Es un ciclo de cuatro libros que tratan de la historia de una familia de La Haya. Su unidad se debe, no a una comunidad de sentimientos o de intereses, sino a la iden­tidad de vínculos, a las tradiciones familiares y a las convenciones de una vida burguesa que ligan entre sí a las «peque­ñas almas». En la casa de la anciana señora van Lowe se reúnen, después de muchos años de ausencia, los distintos miembros de la familia, y el autor aprovecha esta ocasión para contarnos la historia de los diversos personajes. En el primer libro, Pequeñas almas [Der Kleine’ zielen] se encuentra la historia de Constancia, que ha regresado a la casa de su madre con su hijo y su ma­rido, para olvidar en la vida intensa de La Haya las penas de su matrimonio infe­liz. Pero su llegada a la ciudad renueva el escándalo ocurrido cuando, para casar con Enrique van der Welcke, Constancia, se ha­bía divorciado de su primer marido, y en este ambiente de turbación y de intriga se perfilan las personalidades de los dos cón­yuges, pequeñas almas, débiles e influidas por los acontecimientos exteriores.
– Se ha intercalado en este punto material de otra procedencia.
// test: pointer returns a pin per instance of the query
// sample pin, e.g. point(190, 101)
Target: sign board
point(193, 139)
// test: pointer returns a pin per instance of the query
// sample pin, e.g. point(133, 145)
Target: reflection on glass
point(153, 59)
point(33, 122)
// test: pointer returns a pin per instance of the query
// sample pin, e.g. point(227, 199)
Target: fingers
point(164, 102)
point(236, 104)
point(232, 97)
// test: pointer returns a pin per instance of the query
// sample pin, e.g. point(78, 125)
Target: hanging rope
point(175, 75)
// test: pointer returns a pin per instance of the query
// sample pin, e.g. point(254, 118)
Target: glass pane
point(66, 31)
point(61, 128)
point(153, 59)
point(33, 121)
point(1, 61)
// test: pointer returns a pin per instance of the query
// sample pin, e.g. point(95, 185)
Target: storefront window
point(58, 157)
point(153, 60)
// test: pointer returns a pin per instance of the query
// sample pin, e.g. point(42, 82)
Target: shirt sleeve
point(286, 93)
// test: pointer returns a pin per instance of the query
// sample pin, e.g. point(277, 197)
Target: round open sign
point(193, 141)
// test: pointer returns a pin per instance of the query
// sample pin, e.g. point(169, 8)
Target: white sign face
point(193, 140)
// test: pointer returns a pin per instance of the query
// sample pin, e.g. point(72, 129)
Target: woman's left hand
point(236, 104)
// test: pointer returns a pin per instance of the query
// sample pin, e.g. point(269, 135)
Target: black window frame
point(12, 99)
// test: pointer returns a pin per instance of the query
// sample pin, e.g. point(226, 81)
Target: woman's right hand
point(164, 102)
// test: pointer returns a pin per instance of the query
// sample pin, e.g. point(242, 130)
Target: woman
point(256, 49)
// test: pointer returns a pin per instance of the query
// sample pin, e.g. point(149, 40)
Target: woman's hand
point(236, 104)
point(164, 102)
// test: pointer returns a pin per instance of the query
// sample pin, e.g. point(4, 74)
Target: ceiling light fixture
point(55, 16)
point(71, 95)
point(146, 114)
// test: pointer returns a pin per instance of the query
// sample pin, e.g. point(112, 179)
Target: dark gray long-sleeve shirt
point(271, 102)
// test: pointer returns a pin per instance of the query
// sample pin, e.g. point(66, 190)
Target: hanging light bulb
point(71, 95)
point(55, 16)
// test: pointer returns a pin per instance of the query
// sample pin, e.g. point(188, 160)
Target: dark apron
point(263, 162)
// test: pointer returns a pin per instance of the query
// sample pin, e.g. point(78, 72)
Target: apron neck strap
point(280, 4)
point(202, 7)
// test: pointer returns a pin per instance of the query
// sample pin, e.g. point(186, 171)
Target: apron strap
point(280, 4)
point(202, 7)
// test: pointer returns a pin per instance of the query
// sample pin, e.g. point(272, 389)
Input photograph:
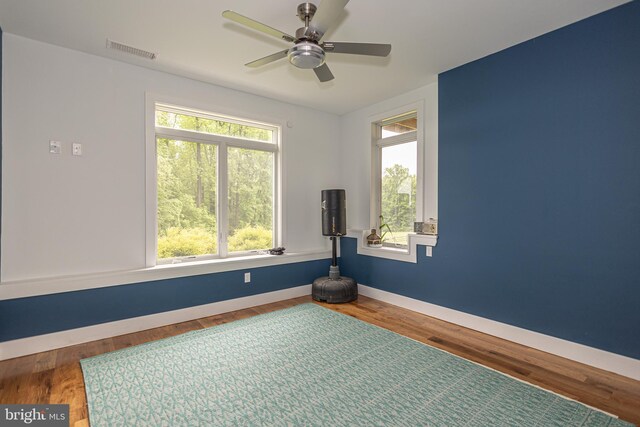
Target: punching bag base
point(334, 291)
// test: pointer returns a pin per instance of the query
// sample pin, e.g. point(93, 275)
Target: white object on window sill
point(409, 254)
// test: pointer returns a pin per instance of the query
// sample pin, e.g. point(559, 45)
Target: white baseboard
point(611, 362)
point(39, 343)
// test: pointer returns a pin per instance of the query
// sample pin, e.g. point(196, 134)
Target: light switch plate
point(55, 147)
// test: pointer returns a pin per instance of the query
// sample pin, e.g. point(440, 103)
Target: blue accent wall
point(25, 317)
point(539, 189)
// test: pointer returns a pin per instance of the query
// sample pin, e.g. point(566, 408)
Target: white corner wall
point(356, 153)
point(64, 215)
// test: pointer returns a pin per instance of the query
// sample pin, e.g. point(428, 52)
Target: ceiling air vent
point(130, 50)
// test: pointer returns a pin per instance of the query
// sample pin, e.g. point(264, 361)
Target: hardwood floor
point(55, 376)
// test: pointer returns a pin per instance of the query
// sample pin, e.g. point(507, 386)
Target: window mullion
point(223, 201)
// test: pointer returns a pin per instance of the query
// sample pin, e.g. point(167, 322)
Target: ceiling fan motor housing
point(306, 55)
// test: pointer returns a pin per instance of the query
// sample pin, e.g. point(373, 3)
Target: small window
point(396, 177)
point(215, 184)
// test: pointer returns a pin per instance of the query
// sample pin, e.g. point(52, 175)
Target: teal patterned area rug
point(310, 366)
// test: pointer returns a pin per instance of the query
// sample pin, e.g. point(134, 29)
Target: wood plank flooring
point(55, 376)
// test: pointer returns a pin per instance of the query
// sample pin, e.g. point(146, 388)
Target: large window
point(396, 177)
point(216, 185)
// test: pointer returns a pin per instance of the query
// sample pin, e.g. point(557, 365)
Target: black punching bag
point(334, 213)
point(334, 288)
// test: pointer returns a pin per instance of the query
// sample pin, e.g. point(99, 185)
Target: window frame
point(378, 143)
point(222, 142)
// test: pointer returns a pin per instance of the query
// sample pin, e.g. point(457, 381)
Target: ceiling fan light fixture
point(306, 55)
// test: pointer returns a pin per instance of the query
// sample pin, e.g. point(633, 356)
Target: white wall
point(356, 153)
point(65, 215)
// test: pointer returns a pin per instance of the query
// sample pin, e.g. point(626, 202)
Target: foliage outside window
point(396, 176)
point(216, 185)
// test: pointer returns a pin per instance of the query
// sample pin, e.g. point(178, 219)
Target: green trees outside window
point(188, 181)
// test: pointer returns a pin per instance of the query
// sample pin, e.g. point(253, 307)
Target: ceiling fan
point(308, 51)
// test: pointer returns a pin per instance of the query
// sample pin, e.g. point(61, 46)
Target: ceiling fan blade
point(267, 59)
point(372, 49)
point(248, 22)
point(325, 17)
point(323, 73)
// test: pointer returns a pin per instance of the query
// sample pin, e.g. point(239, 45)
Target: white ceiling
point(192, 39)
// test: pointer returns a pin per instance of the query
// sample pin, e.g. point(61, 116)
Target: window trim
point(152, 132)
point(377, 143)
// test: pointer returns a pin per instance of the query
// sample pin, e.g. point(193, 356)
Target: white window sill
point(410, 254)
point(54, 285)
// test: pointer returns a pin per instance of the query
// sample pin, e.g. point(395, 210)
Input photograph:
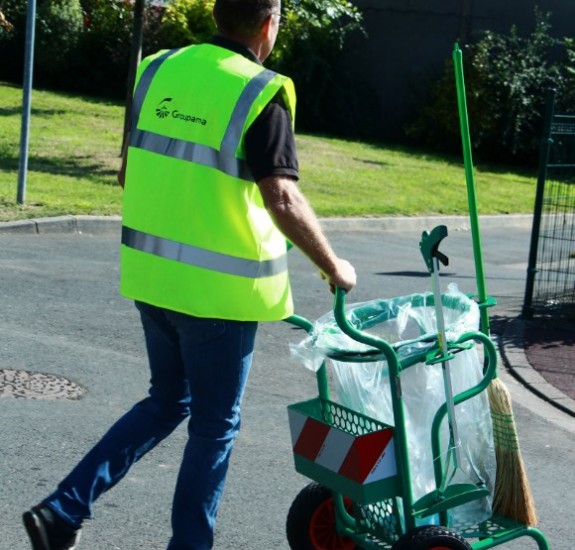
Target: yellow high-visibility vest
point(196, 237)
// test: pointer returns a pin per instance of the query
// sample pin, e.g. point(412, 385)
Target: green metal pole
point(471, 193)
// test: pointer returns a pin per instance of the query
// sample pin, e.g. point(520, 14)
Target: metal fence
point(550, 285)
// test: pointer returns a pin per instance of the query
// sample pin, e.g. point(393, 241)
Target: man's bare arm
point(296, 219)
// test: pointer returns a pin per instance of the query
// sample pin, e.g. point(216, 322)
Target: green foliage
point(89, 51)
point(506, 77)
point(185, 22)
point(74, 149)
point(59, 25)
point(307, 49)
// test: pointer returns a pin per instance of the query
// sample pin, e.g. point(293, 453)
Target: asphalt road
point(61, 314)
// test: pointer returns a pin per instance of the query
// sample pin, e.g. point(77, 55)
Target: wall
point(409, 41)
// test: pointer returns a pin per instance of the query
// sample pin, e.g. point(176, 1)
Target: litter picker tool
point(429, 247)
point(513, 498)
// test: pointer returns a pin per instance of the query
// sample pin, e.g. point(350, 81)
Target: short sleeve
point(270, 144)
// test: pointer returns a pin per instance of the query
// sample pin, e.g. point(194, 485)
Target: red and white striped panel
point(363, 459)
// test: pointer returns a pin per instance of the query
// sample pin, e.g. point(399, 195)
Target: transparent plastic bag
point(409, 324)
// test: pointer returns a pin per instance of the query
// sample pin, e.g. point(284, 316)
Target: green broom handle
point(471, 194)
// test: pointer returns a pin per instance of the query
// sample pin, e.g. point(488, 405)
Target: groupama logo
point(162, 110)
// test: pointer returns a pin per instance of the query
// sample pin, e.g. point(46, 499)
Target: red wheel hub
point(322, 528)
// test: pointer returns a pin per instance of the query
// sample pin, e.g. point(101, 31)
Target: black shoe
point(48, 532)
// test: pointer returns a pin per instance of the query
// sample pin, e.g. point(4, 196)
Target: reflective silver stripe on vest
point(223, 160)
point(192, 152)
point(242, 109)
point(144, 85)
point(200, 257)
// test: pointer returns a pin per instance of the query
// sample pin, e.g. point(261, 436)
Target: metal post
point(26, 101)
point(544, 148)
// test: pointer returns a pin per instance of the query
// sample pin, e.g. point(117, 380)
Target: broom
point(513, 498)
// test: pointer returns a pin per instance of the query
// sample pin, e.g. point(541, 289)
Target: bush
point(89, 51)
point(307, 50)
point(59, 24)
point(506, 77)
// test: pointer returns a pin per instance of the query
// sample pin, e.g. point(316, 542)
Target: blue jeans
point(199, 368)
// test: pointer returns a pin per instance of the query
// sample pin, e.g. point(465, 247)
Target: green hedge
point(506, 77)
point(84, 45)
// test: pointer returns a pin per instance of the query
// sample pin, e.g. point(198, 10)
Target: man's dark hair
point(243, 18)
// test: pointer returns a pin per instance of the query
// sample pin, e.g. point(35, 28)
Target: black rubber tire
point(310, 522)
point(431, 537)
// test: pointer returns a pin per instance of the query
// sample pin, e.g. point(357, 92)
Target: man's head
point(253, 22)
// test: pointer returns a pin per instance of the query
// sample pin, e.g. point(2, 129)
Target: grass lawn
point(74, 155)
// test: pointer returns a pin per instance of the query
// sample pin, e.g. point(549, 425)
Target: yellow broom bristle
point(513, 498)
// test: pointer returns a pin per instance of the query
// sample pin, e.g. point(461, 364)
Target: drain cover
point(36, 385)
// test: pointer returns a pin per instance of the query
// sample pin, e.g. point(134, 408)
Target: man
point(210, 198)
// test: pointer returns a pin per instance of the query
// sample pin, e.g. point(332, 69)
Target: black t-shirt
point(269, 142)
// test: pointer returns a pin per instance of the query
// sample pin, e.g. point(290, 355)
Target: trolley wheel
point(311, 521)
point(431, 537)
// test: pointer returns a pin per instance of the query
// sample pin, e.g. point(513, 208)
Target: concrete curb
point(516, 362)
point(100, 224)
point(63, 224)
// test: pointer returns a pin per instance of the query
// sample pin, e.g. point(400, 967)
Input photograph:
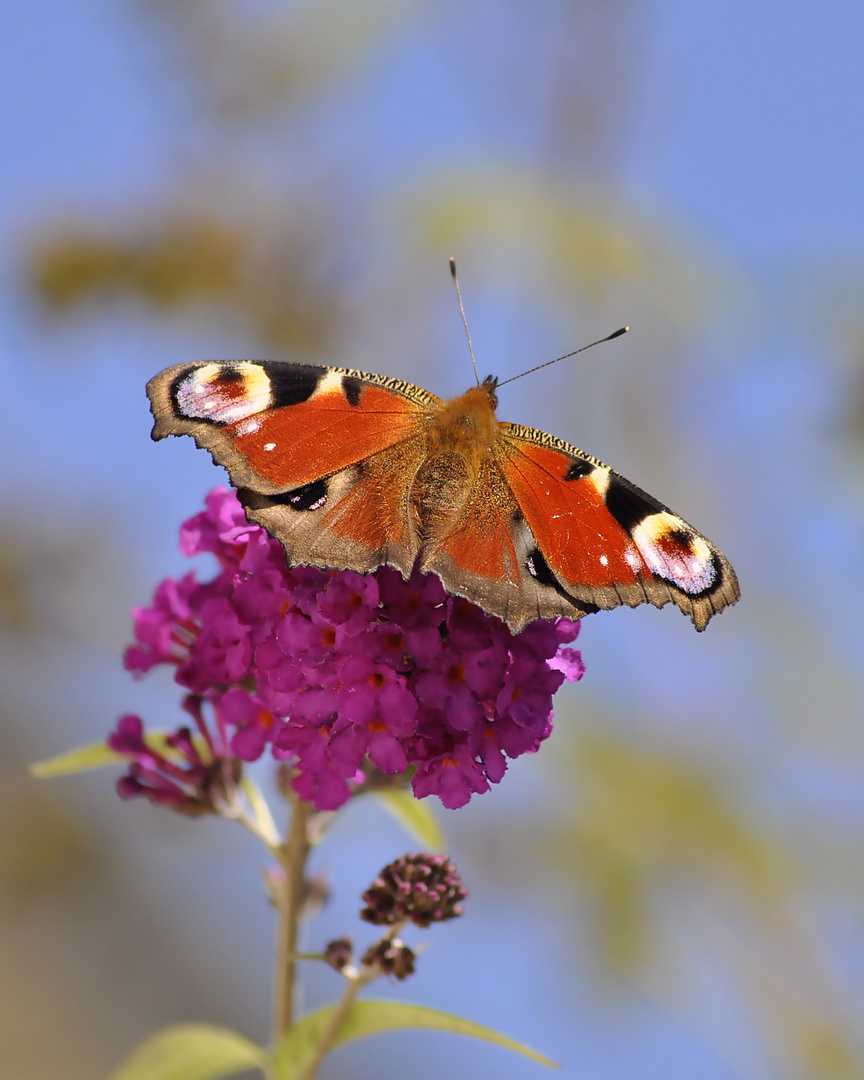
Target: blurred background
point(674, 887)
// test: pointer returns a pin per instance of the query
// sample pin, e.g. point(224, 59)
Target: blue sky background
point(705, 188)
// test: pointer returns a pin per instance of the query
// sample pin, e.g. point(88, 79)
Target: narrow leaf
point(76, 760)
point(415, 815)
point(259, 808)
point(95, 756)
point(192, 1052)
point(373, 1017)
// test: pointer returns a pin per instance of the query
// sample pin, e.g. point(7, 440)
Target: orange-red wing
point(296, 444)
point(279, 426)
point(578, 536)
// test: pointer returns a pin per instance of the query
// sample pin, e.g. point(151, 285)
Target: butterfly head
point(490, 386)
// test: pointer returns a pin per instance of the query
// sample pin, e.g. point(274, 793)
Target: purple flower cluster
point(332, 670)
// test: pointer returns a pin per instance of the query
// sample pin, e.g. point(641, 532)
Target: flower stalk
point(294, 855)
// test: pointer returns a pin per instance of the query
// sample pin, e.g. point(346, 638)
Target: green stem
point(294, 854)
point(355, 984)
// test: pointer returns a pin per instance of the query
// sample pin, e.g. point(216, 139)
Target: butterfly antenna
point(464, 321)
point(565, 356)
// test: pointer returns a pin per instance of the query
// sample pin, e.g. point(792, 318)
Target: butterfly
point(358, 471)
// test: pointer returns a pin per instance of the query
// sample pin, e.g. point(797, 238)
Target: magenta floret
point(331, 670)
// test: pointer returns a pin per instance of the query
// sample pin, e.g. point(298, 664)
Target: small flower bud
point(392, 957)
point(421, 888)
point(338, 953)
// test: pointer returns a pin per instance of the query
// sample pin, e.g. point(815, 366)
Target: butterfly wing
point(603, 541)
point(322, 457)
point(490, 557)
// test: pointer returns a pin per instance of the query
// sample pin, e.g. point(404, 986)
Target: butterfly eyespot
point(352, 390)
point(578, 469)
point(309, 497)
point(538, 568)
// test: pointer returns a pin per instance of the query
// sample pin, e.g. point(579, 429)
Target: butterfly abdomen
point(459, 440)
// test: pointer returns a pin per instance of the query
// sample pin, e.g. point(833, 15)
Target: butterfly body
point(356, 471)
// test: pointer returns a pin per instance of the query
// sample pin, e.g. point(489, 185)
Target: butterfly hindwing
point(606, 541)
point(491, 557)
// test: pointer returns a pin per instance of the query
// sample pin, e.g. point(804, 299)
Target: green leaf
point(296, 1050)
point(76, 760)
point(415, 815)
point(259, 808)
point(95, 756)
point(192, 1052)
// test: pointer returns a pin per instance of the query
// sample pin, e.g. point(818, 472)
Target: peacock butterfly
point(358, 471)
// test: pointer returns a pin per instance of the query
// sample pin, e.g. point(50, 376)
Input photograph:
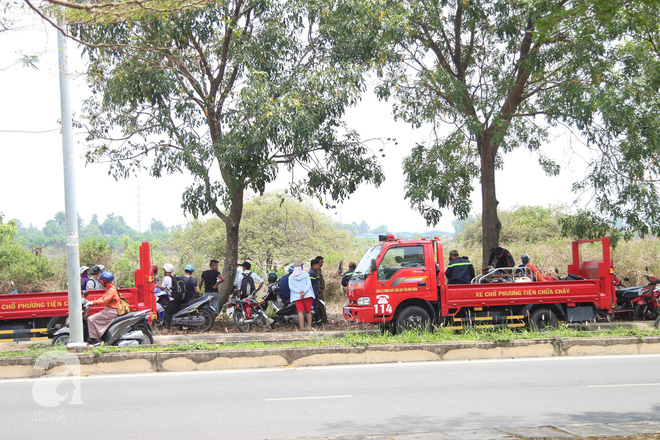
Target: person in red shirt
point(97, 324)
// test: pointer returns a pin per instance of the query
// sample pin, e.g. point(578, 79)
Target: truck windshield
point(364, 266)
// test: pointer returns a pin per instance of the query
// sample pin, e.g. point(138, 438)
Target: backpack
point(178, 291)
point(247, 285)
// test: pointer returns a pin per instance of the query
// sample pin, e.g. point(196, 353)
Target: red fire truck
point(31, 316)
point(401, 284)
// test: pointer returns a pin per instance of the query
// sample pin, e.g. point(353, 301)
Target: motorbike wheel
point(61, 339)
point(239, 321)
point(147, 332)
point(263, 319)
point(644, 312)
point(209, 320)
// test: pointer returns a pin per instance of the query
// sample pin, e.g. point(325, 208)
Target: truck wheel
point(386, 327)
point(62, 339)
point(543, 319)
point(412, 317)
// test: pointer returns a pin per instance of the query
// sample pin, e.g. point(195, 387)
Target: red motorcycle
point(645, 306)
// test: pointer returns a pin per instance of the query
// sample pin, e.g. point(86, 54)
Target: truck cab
point(395, 279)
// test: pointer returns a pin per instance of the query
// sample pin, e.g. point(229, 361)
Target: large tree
point(489, 76)
point(624, 136)
point(229, 92)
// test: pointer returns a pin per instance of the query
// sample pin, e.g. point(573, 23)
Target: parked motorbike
point(197, 316)
point(249, 311)
point(284, 312)
point(126, 330)
point(645, 306)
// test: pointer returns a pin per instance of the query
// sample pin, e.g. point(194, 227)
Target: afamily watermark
point(60, 416)
point(61, 387)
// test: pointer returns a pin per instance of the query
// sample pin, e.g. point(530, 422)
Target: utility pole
point(76, 341)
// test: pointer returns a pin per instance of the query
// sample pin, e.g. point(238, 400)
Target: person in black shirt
point(211, 278)
point(502, 257)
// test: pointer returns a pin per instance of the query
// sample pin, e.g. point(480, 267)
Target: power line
point(29, 131)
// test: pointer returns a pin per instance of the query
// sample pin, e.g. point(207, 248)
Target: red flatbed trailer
point(24, 315)
point(401, 284)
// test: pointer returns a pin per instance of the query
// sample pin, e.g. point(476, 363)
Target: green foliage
point(95, 251)
point(276, 230)
point(25, 268)
point(624, 144)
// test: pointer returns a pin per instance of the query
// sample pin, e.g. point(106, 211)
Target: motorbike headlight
point(364, 301)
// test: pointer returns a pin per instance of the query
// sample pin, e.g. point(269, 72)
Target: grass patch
point(365, 339)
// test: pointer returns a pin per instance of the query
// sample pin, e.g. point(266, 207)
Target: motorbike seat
point(627, 294)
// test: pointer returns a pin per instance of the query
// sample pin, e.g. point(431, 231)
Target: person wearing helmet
point(211, 279)
point(285, 291)
point(535, 272)
point(84, 276)
point(166, 284)
point(98, 323)
point(93, 282)
point(192, 287)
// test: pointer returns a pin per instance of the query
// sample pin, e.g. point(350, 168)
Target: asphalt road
point(350, 400)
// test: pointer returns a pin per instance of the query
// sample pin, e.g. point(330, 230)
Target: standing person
point(247, 281)
point(211, 279)
point(314, 277)
point(321, 279)
point(459, 270)
point(302, 293)
point(345, 278)
point(93, 282)
point(285, 291)
point(166, 299)
point(192, 287)
point(97, 324)
point(239, 271)
point(502, 257)
point(535, 272)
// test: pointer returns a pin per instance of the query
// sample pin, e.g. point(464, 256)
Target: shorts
point(304, 305)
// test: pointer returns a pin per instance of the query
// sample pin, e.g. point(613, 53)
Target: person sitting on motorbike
point(192, 287)
point(97, 324)
point(535, 272)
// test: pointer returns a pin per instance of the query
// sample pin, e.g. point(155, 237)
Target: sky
point(32, 176)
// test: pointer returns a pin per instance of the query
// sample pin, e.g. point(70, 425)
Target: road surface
point(349, 400)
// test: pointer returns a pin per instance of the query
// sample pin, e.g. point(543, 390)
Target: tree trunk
point(232, 224)
point(490, 223)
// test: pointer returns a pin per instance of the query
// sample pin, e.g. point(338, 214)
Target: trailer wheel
point(543, 319)
point(62, 339)
point(412, 317)
point(644, 312)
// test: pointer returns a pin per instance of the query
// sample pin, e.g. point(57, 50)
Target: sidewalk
point(647, 429)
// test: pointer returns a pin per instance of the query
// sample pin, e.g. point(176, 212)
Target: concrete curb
point(172, 361)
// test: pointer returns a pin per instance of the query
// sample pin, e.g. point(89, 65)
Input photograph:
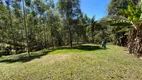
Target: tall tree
point(69, 9)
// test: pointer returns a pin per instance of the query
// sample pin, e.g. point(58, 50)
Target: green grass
point(88, 62)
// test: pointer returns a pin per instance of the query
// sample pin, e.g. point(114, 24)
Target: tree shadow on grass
point(24, 57)
point(87, 48)
point(36, 55)
point(82, 47)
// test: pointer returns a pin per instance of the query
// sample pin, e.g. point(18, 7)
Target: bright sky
point(94, 7)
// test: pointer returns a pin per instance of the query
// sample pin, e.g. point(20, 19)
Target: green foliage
point(112, 63)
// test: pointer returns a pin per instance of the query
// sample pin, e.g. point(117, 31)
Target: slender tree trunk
point(26, 32)
point(70, 36)
point(12, 30)
point(135, 42)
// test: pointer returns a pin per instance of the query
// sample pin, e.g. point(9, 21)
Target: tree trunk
point(135, 42)
point(12, 30)
point(70, 36)
point(26, 32)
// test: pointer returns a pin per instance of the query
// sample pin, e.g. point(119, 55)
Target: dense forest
point(32, 25)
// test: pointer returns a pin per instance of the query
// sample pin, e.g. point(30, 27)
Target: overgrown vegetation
point(29, 25)
point(85, 62)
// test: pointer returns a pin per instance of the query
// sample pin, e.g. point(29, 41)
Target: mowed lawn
point(87, 62)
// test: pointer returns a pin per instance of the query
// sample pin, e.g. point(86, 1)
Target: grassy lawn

El se­gundo libro, La vida tardía [Het late Leve] trata de Addy, el prudente hijo de Cons­tancia y de Enrique, de catorce años, que hace de árbitro entre sus padres cuando éstos están a punto de ser arrastrados por sus respectivas pasiones; ella hacia Brauws, el revolucionario fracasado, él hacia su prima Mariana. En el tercer libro, Almas en la penumbra [Zielenschemering], el mejor y el más intensamente dramático, todo el interés estriba en las figuras de los dos hijos de la señora van Lowe, Ernesto, el aluci­nado coleccionistas de jarrones, y Gerrit, un erotomaníaco, capitán de caballería. En la decadencia mental, en la locura de uno y en el suicidio del otro, culmina el ciclo. La sagrada sabiduría [Het heilige Weten], que constituye el cuarto libro, trata de Addy, ahora ya mayor, marcado también él por la suerte de la familia Lowe. Es ésta una de las obras más felices de Couperus, perteneciente todavía a su período natu­ralista, y que por su contenido, la deca­dencia de una familia, recuerda, aun sin igualarlo, Los Buddenbrook (v.) de Tho­mas Mann.